Он вышел в спальню, даже не взглянув на жену. Лариса осталась одна. Она сидела на холодном полу, привалившись спиной к тёплому боку печи, и смотрела, как вода в кастрюле закипает, бурлит и выплёскивается на раскалённую плиту, шипя и испаряясь, словно её собственная жизнь.

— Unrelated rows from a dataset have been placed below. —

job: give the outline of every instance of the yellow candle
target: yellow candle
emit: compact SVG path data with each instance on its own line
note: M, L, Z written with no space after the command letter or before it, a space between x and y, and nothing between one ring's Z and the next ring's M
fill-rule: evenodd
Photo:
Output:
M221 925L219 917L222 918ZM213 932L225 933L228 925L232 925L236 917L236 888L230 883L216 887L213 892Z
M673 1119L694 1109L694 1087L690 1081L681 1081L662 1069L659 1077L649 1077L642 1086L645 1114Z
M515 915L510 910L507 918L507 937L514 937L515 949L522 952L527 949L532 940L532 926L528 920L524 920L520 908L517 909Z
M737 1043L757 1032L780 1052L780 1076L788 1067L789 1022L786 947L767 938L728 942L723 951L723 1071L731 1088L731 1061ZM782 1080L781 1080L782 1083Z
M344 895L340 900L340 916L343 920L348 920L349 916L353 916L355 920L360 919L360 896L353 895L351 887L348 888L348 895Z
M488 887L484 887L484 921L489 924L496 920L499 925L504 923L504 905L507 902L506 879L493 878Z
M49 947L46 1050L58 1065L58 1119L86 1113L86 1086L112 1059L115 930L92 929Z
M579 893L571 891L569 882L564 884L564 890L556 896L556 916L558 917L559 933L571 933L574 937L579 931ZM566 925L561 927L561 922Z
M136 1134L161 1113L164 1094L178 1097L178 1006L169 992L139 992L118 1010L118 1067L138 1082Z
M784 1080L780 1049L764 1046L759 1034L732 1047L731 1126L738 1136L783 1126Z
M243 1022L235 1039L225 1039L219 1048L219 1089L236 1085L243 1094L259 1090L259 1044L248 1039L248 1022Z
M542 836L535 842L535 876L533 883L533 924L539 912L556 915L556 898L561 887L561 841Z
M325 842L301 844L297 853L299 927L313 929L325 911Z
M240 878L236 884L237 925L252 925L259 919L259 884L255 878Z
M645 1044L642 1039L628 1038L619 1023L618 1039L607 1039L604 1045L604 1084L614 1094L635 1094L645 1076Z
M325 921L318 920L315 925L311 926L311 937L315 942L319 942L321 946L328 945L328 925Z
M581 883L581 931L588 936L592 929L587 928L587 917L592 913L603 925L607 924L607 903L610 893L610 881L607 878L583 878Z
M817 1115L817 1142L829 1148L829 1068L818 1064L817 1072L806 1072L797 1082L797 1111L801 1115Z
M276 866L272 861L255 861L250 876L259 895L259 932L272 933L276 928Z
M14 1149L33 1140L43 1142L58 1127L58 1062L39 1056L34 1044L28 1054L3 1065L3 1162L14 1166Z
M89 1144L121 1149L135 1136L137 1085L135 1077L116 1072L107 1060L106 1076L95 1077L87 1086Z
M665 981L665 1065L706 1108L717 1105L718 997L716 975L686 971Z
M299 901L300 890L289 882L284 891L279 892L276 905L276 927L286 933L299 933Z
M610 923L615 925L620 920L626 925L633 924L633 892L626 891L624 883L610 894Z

Следующий день выдался знойным, душным. Солнце висело над Заозёрьем, как раскалённый медный таз. Гордей нарочно подгадал время, чтобы встретить брата у дальнего пруда, где они когда-то мальчишками ловили карасей. Мирон был на два года младше, но природа распорядилась иначе: он был выше ростом, шире в плечах, с какой-то врождённой, спокойной грацией, которой так не хватало коренастому, жилистому Гордею. Лицом братья были схожи — тот же разлёт бровей, тот же упрямый подбородок, — но глаза у Мирона были не голубые, как у брата, а странного, бутылочно-зелёного цвета, доставшиеся от покойной матери-польки.
— Лариска-то как? — спросил Мирон, поправляя на плече связку верёвок. Он работал на том же лесоповале, но жил на другом конце деревни, у старой мельницы.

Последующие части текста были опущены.